There was no more conversation after that, the polished metallic end of the pry bar dug under the space between the gate and the doorframe. A moment later it was joined by an identical wedge on the other end of the gate. The EMT they hadn’t heard from yet, a female voice, gave a three count and the wedges lifted off the ground. The concrete grit on the other side of the doorway ground against the tools, but there was no movement from the gate beyond a slight ripple as they worked the heads of the bars back and forth.
Tiffany looked around the arcade, there was a crash somewhere in the office and she wondered if there was a window back there that Jason and Dan had decided to climb out of. No, they w
ouldn’t leave them there alone, would they?
The metal gate groaned, the shutter rising a couple of centimeters.
“It’s working,” Kate said. Tiffany half-expected a streak of blue lightning, perfectly timed to coincide with Kate’s optimism, but no bolt came. Instead the rescue workers readjusted their pry bars and continued attacking the gap.
“What are they doing?” Jason said, running out of the gloom, keeping his eyes glued to the arcade machines that he passed.
“They think the power’s out. It’s okay.” Kate explained. “Look.”
Dan followed Jason, his deterioration almost complete now. He was limping badly, but refused to reach out and use the machines to support himself. He really believed there was something wrong with the electronics.
“Stop,” Dan yelled. “You need to back away.”

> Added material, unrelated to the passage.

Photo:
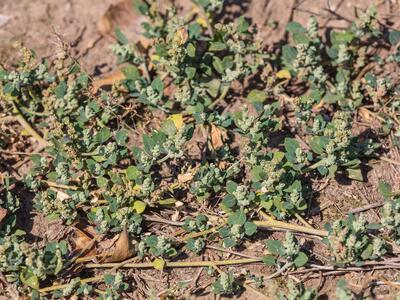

“Calm down, sir,” the squeaky voiced worker replied. “We’ve almost got it.” In response to this, the gate opened another inch, far enough that Tiffany would have been able to stick her arm out and touch freedom if she weren’t so concerned with losing it.
“Here, hold it up,” the ambulance worker said, talking to his partner.
Tiffany was on her belly now, watching their boots as the one worker kneeled and gripped the edge of the door with both hands. He was wearing gloves, but they were hospital gloves and didn’t seem anywhere near thick enough.
The gloves squeaked and stretched as the boy pulled at the gate, the shutter rising, miraculously and mercifully rising. Tiffany could feel the relief wash over her, could feel the shoulders of her fellow survivors, her new friends, getting a little lighter as well.
Then there was a choking sound from outside of the door and the gate slipped back down against the wedge. Tiffany watched as both pairs of boots were suddenly lifted off of the concrete, as if the rescue workers had discovered the secret of flight.
“Hello?” Kate said, there was no answer and Tiffany could see that the girl was blinking away tears.